The Nyadire Teachers’ College relationship with Africa University is the icing of what is happening. The college is becoming the satellite college of Africa University and will see its very first degree program enrollment by August 2017. When you talk of celebrating 25 years you look at those developments as that which substantiate that the university has indeed grown.
With regard to the College of African Bishops, have they been involved in the life of the university? And the Council of Bishops?
The support of Africa University is anchored in the Council of Bishops and the African College of Bishops and in the church as a whole. The College of African Bishops has built a staff house at the school together with our laity. This is showing how happy we are. Most meetings of the College of Bishops are held at Africa University.
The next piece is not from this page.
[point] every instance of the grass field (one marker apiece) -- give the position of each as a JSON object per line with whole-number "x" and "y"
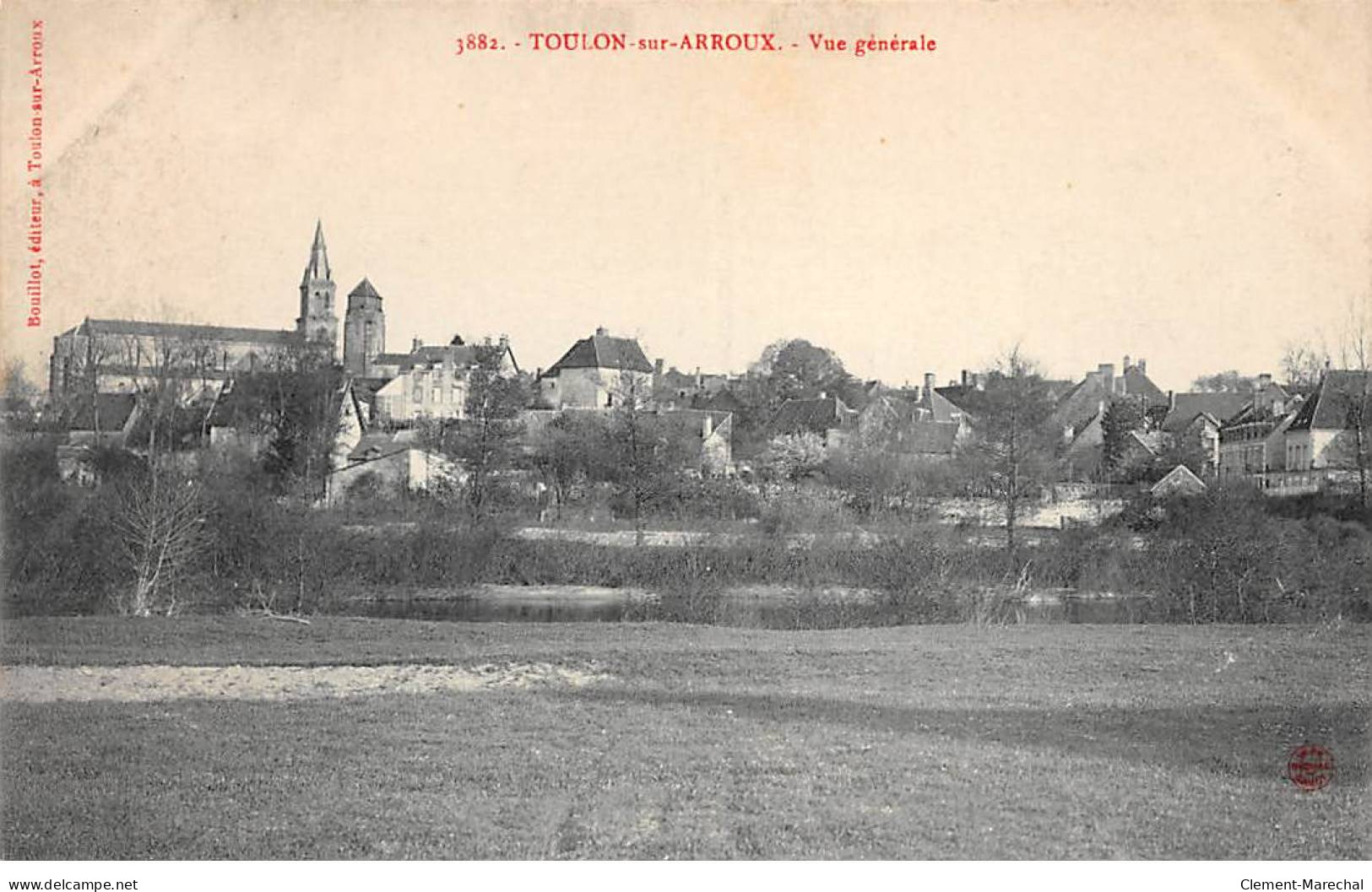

This is our way of support that this is our institution, we will support and advocate for it.
Every two years, Pastors’ School and Laity Academies of the Zimbabwe Episcopal Area are held at Africa University. What does this mean for the church?
Just to be at a university tends to motivate everybody to bring the spirit of learning. This is a show of support the university. The little money we raise we want to direct to the university so that it can then enhance the educational programs. That is a very loud statement showing in a big way that we love and support our university.
Any words, Bishop, for those that have led and continue to lead Africa University beyond these 25 years?
The leadership of Africa University are leaders par excellence. They have always been a constant source of pride for the church. They are leaders who can stand high with any other leader you can think of. We now have Professor Munashe Furusa there who has already shown a mark. He is a very creative leader, a leader with foresight and vision. We say thank you to God for giving us this leadership and staff.
How do you see Africa University in the next 25 years?
Africa University will keep on growing and will keep on making its brand. Africa University will make people tilt their ears to hear what is the recent thing happening there. It will be the institution of our time and institution of our century and new things will start at Africa University and taken to the rest of Africa and beyond. I see more students graduating from there and more leaders being shaped as their motto says: “Investing in Africa’s Future.”
Whenever we talk about Africa University, it is described as a United Methodist-related institution. How does that make you feel as a leader of the church?
It should make us feel humbled. When I say we have a sense of pride, it is a pride of thanksgiving to our God who has led us. We were pioneers in having a charter for the establishment of a private university in Zimbabwe. The United Methodists should always know that we are pioneers in so many things. When we see that university, we therefore see us moving ahead.